As there are two NULL
scenario in your inputs. So, design query according to that ...
select id, esz, code, ranks,
-- lag(times) over(partition by esz order by ranks) as prev_time,
-- lead(times) over(partition by esz order by ranks) as next_time,
times,
CASE
-- Previous || Current* || Next :: Scenario
-- ANY || NOT NULL* || ANY
WHEN(times is not NULL)
THEN times
-- NOT NULL || NULL* || NOT NULL
WHEN(times is NULL AND
(lag(times) over(partition by esz order by ranks)) is not NULL AND
(lead(times) over(partition by esz order by ranks)) is not NULL)
THEN CASE
WHEN((lag(times) over(partition by esz order by ranks) + 1) <
(lead(times) over(partition by esz order by ranks)) - 1)
THEN ((lag(times) over(partition by esz order by ranks)) + 1)
ELSE
((lead(times) over(partition by esz order by ranks)) - 1)
END
-- NOT NULL || NULL || NULL* || ANY (esz = 4 and 2)
WHEN(times is NULL AND
(lag(times) over(partition by esz order by ranks)) is NULL AND
(lag(times, 2) over(partition by esz order by ranks)) is not NULL)
THEN CASE
WHEN((lead(times) over(partition by esz order by ranks)) is NULL)
THEN (lag(times, 2) over(partition by esz order by ranks) + 2)
ELSE CASE
WHEN((lag(times, 2) over(partition by esz order by ranks) + 2) <
(lead(times) over(partition by esz order by ranks) - 1))
THEN (lag(times, 2) over(partition by esz order by ranks) + 2)
ELSE (lead(times) over(partition by esz order by ranks) - 1)
END
END
-- ANY || NULL* || NULL || NOT NULL (esz = 3)
WHEN(times is NULL AND
(lead(times) over(partition by esz order by ranks)) is NULL AND
(lead(times, 2) over(partition by esz order by ranks)) is not NULL)
THEN CASE
WHEN ((lag(times) over(partition by esz order by ranks)) is NULL)

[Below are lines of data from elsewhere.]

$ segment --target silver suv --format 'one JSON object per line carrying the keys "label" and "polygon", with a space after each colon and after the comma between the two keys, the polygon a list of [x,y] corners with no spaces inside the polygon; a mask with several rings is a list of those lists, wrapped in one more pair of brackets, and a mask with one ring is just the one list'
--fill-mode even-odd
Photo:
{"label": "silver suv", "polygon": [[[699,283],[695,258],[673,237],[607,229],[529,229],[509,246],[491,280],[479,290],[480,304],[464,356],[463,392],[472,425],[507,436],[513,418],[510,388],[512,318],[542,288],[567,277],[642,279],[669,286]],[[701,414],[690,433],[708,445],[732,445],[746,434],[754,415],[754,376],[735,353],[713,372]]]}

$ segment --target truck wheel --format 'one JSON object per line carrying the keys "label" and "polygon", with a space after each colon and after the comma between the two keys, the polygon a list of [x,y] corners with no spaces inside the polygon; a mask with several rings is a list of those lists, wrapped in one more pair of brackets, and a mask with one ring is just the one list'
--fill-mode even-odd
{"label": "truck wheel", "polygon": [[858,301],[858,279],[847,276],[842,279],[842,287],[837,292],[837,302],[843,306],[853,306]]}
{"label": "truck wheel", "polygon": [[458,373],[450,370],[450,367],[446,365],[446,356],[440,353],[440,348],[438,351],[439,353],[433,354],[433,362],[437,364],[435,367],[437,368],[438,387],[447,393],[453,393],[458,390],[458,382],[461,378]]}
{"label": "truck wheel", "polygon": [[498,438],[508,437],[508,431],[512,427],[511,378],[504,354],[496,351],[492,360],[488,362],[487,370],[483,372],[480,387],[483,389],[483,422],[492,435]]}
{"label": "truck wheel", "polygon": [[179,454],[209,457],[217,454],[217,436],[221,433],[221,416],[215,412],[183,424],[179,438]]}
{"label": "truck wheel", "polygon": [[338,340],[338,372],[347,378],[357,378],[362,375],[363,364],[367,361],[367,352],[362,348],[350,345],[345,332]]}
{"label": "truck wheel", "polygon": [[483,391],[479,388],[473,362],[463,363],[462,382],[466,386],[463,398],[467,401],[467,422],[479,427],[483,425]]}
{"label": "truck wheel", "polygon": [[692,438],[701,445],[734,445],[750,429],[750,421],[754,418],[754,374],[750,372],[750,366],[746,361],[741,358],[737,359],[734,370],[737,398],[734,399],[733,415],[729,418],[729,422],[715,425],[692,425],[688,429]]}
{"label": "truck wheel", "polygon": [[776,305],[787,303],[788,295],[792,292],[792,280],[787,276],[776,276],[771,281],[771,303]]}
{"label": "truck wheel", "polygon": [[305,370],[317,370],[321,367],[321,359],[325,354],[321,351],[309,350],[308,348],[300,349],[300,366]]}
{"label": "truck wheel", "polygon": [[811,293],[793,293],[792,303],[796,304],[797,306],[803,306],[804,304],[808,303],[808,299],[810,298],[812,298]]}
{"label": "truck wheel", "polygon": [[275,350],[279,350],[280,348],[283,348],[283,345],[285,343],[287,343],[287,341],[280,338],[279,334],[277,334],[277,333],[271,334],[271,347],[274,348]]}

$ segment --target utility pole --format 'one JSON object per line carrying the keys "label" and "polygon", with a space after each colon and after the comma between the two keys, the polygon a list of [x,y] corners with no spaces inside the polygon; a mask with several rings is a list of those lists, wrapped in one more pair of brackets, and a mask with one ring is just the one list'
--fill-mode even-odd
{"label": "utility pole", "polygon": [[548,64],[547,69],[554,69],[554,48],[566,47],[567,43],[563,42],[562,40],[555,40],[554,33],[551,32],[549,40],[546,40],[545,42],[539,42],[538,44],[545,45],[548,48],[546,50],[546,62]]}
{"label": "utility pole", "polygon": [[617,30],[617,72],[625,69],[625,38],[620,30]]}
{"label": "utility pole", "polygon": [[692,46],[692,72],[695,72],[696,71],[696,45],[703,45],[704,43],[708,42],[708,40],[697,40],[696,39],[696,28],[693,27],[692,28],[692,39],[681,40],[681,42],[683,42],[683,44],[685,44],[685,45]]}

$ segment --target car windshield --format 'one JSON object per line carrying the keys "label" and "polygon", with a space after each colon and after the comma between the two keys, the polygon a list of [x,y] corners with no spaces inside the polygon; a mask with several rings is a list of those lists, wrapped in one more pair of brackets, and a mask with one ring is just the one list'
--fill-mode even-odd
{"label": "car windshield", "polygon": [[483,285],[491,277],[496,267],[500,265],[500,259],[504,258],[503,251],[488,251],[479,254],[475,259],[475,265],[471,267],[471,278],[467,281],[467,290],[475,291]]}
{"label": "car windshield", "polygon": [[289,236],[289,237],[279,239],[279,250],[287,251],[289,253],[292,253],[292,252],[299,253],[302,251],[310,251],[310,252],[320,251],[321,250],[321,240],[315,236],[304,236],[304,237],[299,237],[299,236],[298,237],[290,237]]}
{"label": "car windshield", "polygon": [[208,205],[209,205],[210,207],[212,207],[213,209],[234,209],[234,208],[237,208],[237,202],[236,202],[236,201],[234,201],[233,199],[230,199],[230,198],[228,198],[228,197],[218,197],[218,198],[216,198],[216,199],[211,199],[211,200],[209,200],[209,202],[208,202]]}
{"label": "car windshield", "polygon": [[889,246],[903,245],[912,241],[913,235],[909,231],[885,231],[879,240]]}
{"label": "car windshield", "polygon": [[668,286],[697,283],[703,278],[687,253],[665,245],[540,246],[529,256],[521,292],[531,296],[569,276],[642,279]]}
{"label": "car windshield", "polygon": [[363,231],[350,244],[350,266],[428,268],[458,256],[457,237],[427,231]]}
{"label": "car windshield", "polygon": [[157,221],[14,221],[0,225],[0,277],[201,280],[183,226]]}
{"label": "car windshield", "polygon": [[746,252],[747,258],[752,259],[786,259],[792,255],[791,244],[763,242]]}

THEN (lead(times, 2) over(partition by esz order by ranks) - 2)
ELSE CASE
WHEN((lag(times) over(partition by esz order by ranks) + 1) <
(lead(times, 2) over(partition by esz order by ranks) - 2))
THEN (lag(times) over(partition by esz order by ranks) + 1)
ELSE (lead(times, 2) over(partition by esz order by ranks) - 2)
END
END
-- NOT NULL || NULL* || ANY
WHEN(times is NULL AND
(lag(times) over(partition by esz order by ranks)) is not NULL)
THEN ((lag(times) over(partition by esz order by ranks)) + 1)
-- NULL || NULL* || NOT NULL
WHEN(times is NULL AND
(lag(times) over(partition by esz order by ranks)) is NULL AND
(lead(times) over(partition by esz order by ranks)) is not NULL)
THEN ((lead(times) over(partition by esz order by ranks)) - 1)
ELSE -999
END as time_output
from T1
Run the Query: db<>fiddle
This solution work for two null
scenario top or bottom or both, as follows:
value | null | *(Current Position = NULL) | null | value
value | null | *(Current Position = NULL) | anything
anything | *(Current Position = NULL) | null | value
So, go to db<>fiddle page and there I explain all conditions one by one.
Please add the Case-03
(null-CurrentPos-null
) scenario if required.
I think you understand my approach. So, design your query according to that.